Japón procedió a su rendición formal el 2 septiembre de 1945 —hace unos días se cumplieron 80 años de esta efeméride—, después de la aceptación de la rendición incondicional el 15 de agosto. Esta rendición puso fin a los combates en el Pacífico y marcó el final de la guerra nivel mundial.
Las bombas nucleares lanzadas por Estados Unidos en Hiroshima (6 de agosto de 1945) y Nagasaki (9 de agosto) aceleraron la decisión de Japón de rendirse.

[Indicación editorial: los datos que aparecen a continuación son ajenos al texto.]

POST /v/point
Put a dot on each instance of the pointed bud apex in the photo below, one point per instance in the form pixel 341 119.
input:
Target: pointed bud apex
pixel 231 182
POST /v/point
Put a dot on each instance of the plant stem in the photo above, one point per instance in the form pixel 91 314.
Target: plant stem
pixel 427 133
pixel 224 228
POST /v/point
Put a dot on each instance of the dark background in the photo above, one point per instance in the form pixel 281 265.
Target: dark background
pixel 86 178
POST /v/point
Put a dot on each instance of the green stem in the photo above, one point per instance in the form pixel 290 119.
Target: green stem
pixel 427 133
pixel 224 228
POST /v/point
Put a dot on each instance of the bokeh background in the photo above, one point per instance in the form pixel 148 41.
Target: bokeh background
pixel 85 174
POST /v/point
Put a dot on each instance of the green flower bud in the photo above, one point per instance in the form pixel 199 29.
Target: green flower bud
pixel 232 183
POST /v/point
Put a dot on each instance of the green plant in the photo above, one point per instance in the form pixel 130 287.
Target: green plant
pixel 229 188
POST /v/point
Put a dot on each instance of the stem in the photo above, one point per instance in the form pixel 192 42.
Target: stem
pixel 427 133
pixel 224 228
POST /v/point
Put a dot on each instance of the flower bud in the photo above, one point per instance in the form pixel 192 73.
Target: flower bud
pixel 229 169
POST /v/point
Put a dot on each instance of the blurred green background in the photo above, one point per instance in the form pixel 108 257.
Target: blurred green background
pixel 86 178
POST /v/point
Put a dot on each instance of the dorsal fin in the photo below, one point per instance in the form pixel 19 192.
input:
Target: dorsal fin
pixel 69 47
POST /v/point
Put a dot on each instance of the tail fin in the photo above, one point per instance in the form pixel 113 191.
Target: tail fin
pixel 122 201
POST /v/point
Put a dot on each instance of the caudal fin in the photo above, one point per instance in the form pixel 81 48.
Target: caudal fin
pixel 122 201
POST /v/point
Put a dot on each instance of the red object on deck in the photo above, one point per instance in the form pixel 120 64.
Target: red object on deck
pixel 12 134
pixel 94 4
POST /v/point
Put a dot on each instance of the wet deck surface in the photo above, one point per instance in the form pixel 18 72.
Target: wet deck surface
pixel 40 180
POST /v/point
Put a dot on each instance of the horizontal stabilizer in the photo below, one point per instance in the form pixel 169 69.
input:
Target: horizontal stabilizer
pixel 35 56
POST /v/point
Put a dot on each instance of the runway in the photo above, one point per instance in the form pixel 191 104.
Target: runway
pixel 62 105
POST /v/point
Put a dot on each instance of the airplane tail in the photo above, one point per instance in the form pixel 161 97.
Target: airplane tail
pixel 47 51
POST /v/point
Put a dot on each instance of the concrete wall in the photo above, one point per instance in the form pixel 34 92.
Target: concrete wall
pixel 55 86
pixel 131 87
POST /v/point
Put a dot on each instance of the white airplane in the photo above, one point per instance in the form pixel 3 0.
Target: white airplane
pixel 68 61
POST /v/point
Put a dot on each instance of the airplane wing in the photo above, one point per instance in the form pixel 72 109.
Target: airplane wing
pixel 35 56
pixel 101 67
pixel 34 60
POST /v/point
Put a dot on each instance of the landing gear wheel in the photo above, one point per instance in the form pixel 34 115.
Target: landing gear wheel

Tras la devastación causada por ambos ataques en el país y cientos de miles de muertos y heridos, el emperador Hirohito firmó el Acta de Rendición de Japón a bordo del USS Missouri y aceptó los términos de la Declaración de Potsdam, con la consiguiente pérdida de territorios, la ocupación aliada y un largo proceso de reconstrucción.
Claro ejemplo de que la historia la escriben los vencedores. ¿Qué hubiera ocurrido si esas dos bombas, cuyas principales víctimas fueron la población civil, hubieran sido lanzadas por las potencias derrotadas en la contienda? Sin lugar a dudas, se las hubiera criminalizado más. Los millones de muertos de la Segunda Guerra Mundial ya no tienen remedio. La contienda marcó a varias generaciones y lo único positivo, por llamarlo de alguna manera, que se puede sacar de semejante barbarie es llegar a la conclusión de que aquello no puede volver a repetirse. Aunque visto lo visto (Ucrania, Gaza, etcétera), el hombre es el único animal que tropieza dos veces en la misma piedra.